Have you read the Old Testament?! A third of it is God being an asshole, another third is the Hebrews being fucking stupid, and the final third is blood sex and rock and roll.
That poor millionaire. Hopefully they have a second house they can stay at.
Only once they evict the tenants…
At this stage it’s like nature is trying to make a point.
I think nature’s still in the slightly giving hints phase. But i also think a point was made here. Nature is like making the point, that there won’t be a last man standing, after it’s done with us humans.
Unfortunately a not insignificant number of people in the US think the LA fires are God’s punishment for the nations semi-tollerance of trans people so we won’t be able to take the hints.
Ignore those people they are only suitable as sacrifice for a Blót.
Wait, I thought God was punishing us for the gays? Or was it masturbation? Pre-marital sex? Why not punish us for murder or greed or theft? Or letting so many people go hungry and homeless?
/s
That’s the great thing about God. He can be angry about everything all at once!
https://longreads.com/2018/12/04/the-case-for-letting-malibu-burn/
amazing link I just finished reading, didn’t realize until the end it’s like 30 years old
“Total fire suppression,” the official policy in the Southern California mountains since 1919, has been a tragic error because it creates enormous stockpiles of fuel. The extreme fires that eventually occur can transform the chemical structure of the soil itself. The volatilization of certain plant chemicals creates a water-repellent layer in the upper soil, and this layer, by preventing percolation, dramatically accelerates subsequent sheet flooding and erosion. A monomaniacal obsession with managing ignition rather than chaparral accumulation simply makes doomsday-like firestorms and the great floods that follow them virtually inevitable.
That’s pretty interesting. I’m not sure about southern California, but other parts of the southwest have hydrophobic soils that exacerbate flash flooding.
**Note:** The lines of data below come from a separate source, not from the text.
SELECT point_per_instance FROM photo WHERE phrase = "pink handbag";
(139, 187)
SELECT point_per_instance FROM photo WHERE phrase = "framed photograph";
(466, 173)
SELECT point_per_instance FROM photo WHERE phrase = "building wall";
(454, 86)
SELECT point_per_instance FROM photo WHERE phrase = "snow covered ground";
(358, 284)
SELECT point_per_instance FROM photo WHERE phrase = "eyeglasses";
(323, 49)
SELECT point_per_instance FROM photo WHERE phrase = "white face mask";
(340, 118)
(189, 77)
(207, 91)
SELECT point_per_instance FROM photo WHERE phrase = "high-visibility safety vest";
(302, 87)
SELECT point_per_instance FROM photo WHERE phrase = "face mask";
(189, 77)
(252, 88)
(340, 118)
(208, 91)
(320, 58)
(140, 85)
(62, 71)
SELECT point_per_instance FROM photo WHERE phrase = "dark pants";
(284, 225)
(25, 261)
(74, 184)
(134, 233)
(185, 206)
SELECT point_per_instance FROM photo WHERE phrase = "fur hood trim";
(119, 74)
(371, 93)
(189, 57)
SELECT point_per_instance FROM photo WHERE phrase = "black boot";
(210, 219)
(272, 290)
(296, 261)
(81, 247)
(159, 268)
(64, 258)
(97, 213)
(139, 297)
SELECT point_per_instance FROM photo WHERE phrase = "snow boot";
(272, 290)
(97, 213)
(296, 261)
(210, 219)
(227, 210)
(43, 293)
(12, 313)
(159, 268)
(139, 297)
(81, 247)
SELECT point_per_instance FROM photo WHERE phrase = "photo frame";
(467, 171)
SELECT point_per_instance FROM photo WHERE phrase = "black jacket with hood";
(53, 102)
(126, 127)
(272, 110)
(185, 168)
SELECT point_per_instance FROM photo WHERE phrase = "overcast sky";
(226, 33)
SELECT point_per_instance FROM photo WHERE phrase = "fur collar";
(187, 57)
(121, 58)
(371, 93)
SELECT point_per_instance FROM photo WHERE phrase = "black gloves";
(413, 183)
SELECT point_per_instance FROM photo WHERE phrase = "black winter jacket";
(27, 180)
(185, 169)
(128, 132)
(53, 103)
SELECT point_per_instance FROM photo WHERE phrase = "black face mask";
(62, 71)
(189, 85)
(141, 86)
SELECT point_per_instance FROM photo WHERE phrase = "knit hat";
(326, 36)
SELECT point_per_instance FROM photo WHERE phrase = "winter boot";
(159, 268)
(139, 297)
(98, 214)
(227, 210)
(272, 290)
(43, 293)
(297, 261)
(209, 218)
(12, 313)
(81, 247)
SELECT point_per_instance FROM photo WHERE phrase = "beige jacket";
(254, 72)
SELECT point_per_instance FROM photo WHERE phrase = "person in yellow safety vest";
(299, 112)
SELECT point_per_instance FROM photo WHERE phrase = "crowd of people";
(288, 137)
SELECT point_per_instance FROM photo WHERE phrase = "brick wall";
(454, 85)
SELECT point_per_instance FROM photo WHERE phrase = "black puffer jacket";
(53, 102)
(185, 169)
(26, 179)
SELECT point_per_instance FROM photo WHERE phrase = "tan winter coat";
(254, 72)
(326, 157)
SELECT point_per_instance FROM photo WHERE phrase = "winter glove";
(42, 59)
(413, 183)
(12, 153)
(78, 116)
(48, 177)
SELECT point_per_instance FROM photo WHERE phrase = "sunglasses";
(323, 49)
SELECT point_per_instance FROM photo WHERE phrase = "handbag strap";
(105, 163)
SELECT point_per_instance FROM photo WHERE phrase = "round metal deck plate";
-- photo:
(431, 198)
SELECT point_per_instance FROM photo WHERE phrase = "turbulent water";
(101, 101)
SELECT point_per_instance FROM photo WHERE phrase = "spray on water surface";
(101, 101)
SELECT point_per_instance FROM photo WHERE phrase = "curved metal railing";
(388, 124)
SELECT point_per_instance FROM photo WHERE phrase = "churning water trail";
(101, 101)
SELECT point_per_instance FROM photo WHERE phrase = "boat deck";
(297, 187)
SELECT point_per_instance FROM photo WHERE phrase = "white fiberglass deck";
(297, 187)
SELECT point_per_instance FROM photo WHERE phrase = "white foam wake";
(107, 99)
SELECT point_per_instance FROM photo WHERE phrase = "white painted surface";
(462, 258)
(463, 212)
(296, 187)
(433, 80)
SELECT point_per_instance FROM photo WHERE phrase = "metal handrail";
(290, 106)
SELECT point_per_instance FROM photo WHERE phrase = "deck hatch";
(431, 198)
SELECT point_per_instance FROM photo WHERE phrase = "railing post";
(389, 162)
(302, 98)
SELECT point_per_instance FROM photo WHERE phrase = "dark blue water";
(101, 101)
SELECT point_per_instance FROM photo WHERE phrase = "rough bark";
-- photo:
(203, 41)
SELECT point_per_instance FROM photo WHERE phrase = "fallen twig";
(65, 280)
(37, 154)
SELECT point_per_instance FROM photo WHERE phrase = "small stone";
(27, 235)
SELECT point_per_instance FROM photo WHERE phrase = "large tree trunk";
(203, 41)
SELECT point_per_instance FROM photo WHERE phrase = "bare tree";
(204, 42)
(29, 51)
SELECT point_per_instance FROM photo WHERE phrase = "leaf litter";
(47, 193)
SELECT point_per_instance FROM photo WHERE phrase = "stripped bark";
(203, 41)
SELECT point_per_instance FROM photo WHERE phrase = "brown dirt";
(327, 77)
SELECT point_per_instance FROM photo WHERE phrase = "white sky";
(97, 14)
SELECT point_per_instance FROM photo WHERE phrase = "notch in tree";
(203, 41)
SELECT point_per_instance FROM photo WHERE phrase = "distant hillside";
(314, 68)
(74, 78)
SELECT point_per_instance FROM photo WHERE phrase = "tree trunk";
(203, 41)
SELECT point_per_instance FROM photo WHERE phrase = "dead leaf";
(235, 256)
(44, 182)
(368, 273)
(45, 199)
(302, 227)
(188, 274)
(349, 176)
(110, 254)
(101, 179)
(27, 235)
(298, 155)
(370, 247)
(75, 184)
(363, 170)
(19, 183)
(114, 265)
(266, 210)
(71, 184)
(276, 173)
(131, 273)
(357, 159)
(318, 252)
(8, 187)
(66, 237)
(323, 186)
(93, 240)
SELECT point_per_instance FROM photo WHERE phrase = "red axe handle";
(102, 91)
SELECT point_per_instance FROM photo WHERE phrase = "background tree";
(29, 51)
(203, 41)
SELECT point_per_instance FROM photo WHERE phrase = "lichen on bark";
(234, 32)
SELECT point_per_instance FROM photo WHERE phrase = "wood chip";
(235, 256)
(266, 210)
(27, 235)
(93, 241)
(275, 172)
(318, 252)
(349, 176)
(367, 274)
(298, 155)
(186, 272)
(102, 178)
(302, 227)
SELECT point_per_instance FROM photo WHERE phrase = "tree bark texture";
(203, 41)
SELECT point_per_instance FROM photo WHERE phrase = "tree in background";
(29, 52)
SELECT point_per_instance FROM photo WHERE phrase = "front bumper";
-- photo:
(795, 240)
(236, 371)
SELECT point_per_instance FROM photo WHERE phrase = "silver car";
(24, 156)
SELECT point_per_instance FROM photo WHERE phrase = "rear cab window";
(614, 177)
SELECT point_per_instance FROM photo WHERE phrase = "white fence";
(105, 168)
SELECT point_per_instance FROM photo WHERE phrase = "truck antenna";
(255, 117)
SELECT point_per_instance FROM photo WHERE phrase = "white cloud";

This addition of vulcanized plant matter with the same characteristics would just make it worse.
The parched hillsides with sparse vegetation don’t accommodate many tonnes of water being dumped onto them from the air.
Ultrahot fires these days tends to loosen up the top foot or two of soil both through root burnout and pure thermal expansion. I know in the burn areas near my house, if you go out a month after the fire your boots will practically disappear in dry topsoil flour. Add literally any water and it turns into soup.
The topsoil becomes hydrophobic for a time due to the vaporized oils in plants and a bunch of physics I am fuzzy on. This means they’re less likely to absorb any water during the next rains after a wildfire and you get what are called post-wildfire debris flows (a type of mass wasting/landslide). They’re so predictable that planning for them and predicting where they will occur is a regular part of wildfire response in certain states.
Your boots may sink into soup and add any sort of slope and that hillside is going down.